Identifying Genes for Prostate Cancer Risk
For men in the United States, prostate cancer is the most frequent of all cancers and the second most frequent for deaths due to cancer. Although prostate cancer can be caused by various factors, including screening methods, diet and health-related behaviors, clinical practice patterns, and environmental risk factors, there is also significant research that points to genetics.
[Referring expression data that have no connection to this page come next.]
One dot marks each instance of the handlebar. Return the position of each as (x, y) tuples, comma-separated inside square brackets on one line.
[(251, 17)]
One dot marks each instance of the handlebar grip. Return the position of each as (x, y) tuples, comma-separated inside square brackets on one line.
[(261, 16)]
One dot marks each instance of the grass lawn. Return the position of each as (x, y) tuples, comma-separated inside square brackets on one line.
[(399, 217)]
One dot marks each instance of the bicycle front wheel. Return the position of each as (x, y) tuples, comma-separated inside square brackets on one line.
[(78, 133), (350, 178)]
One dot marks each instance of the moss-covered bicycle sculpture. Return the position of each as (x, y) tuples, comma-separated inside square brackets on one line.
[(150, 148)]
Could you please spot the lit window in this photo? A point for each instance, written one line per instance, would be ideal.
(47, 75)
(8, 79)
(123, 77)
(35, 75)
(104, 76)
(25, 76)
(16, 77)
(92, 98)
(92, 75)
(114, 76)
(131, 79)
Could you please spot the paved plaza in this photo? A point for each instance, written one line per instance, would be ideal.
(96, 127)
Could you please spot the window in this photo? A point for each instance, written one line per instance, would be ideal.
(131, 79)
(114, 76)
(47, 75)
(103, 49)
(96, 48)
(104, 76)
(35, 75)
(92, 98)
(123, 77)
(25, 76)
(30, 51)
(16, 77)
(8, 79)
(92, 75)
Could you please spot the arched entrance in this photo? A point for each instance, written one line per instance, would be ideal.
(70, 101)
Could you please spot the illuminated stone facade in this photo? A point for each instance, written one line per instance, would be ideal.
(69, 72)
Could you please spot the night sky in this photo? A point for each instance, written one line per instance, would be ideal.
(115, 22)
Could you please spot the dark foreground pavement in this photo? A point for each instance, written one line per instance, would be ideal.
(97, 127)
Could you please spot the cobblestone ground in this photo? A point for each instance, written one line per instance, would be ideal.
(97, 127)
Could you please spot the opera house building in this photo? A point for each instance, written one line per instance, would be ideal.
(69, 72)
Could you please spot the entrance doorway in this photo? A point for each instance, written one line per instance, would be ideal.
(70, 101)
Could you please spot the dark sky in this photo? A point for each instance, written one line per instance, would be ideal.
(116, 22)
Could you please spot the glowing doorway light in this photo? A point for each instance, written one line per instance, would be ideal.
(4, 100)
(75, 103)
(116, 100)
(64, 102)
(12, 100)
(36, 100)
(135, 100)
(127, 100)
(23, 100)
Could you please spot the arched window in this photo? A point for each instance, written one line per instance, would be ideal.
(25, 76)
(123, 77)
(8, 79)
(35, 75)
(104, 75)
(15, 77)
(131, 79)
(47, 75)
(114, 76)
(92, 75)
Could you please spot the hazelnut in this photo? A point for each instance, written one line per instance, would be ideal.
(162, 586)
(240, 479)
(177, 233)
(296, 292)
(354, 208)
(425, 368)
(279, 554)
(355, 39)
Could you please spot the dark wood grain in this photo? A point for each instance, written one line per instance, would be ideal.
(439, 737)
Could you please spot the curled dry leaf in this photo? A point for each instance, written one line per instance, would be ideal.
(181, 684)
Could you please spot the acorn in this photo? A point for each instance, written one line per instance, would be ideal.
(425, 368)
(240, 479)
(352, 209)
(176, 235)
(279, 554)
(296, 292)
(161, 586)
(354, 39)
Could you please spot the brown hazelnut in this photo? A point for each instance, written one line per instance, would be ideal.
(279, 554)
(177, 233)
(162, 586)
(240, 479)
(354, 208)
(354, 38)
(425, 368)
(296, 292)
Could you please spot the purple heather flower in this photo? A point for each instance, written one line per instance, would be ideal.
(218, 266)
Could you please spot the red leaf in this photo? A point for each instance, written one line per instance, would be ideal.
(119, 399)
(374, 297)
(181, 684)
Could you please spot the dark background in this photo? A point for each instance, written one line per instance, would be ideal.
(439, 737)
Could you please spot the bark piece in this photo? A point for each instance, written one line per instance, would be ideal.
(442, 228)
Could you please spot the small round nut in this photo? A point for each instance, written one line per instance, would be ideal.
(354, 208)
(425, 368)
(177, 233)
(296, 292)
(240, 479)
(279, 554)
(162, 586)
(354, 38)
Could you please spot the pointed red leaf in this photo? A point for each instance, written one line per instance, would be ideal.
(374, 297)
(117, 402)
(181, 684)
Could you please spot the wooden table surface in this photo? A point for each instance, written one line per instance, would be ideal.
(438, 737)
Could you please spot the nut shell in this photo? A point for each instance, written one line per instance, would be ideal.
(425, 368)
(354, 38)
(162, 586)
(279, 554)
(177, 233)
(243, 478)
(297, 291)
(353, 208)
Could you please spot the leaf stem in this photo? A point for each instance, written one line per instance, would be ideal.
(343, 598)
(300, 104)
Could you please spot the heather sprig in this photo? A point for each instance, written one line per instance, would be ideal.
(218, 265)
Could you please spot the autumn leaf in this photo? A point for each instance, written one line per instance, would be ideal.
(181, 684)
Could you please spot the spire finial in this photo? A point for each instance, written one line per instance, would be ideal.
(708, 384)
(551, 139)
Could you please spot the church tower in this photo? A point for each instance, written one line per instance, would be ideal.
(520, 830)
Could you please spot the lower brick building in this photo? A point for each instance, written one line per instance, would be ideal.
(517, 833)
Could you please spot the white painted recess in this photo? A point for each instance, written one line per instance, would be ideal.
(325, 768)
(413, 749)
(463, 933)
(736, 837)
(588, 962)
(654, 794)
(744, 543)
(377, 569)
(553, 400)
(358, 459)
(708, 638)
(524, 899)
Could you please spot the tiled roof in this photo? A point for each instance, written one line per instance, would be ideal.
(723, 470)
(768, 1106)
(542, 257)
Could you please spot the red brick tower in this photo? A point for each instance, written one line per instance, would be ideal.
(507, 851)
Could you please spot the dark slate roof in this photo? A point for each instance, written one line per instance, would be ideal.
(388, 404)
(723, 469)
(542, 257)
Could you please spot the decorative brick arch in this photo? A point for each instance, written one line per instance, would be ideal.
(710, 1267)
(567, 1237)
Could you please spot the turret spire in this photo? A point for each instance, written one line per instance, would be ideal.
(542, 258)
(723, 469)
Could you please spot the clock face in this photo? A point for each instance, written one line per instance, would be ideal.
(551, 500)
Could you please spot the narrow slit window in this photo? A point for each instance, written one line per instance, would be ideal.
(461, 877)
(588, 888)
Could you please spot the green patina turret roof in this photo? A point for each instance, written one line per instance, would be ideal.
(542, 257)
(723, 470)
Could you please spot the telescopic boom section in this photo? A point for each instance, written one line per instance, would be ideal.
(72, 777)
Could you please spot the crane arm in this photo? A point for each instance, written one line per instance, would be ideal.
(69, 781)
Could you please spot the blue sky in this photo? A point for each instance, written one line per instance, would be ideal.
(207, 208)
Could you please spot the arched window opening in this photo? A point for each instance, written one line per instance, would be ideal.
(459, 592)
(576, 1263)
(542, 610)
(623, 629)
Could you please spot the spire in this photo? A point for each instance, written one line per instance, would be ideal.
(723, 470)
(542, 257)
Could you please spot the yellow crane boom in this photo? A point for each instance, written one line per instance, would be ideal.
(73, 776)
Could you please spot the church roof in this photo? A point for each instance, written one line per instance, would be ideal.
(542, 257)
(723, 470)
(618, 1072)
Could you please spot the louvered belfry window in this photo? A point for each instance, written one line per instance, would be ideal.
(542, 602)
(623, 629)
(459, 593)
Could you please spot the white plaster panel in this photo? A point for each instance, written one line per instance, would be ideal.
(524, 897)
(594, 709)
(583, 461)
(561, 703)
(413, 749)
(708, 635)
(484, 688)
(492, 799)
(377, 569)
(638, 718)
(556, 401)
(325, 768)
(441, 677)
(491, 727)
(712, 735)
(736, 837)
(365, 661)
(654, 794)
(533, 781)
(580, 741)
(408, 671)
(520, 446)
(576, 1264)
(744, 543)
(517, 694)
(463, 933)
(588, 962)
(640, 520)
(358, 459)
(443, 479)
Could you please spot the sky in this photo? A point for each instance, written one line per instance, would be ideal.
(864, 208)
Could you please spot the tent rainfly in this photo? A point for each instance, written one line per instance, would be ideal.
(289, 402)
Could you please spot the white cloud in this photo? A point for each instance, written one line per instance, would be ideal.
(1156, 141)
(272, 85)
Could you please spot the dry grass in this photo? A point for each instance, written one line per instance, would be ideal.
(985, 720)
Multiple genome-wide association studies (GWAS) have been performed recently, which have yielded many single-nucleotide polymorphisms (SNPs) However, these studies present several key problems, including:
- The target gene for the risk SNP (or causal SNP) is most often unknown
- The causal SNP is unknown (most likely in linkage disequilibrium with the measured risk SNP)
- The functional consequence of the causal SNP is unknown
A frequently used strategy to address these problems involves the use of gene expression. Loci that control the expression level of individual mRNA transcripts, known as expression quantitative trait loci (eQTL), can be globally identified by comparing genome-wide SNP and genome-wide mRNA expression on a common set of samples.
Mayo Clinic researchers, first author Steven Thibodeau, Ph.D., established and utilized a normal prostate tissue-specific eQTL data set to target and analyze the association of previously reported prostate cancer-risk SNPs and their SNPs with gene expression levels. The goal of the study, published in Nature Communications, was to identify candidate target genes for each of the prostate cancer-risk SNPs and to fine map the eQTL signal with a dense set of SNPs for each of the target genes identified.
Of the 100 prostate cancer-risk intervals studied, 51 demonstrated a significant eQTL signal and these are associated with 88 target genes. These genes can now be prioritized for future study as candidate prostate cancer susceptibility genes. However, additional studies will be needed to identify those genes among the 88 that are truly involved in prostate cancer risk and to define their mechanism of action.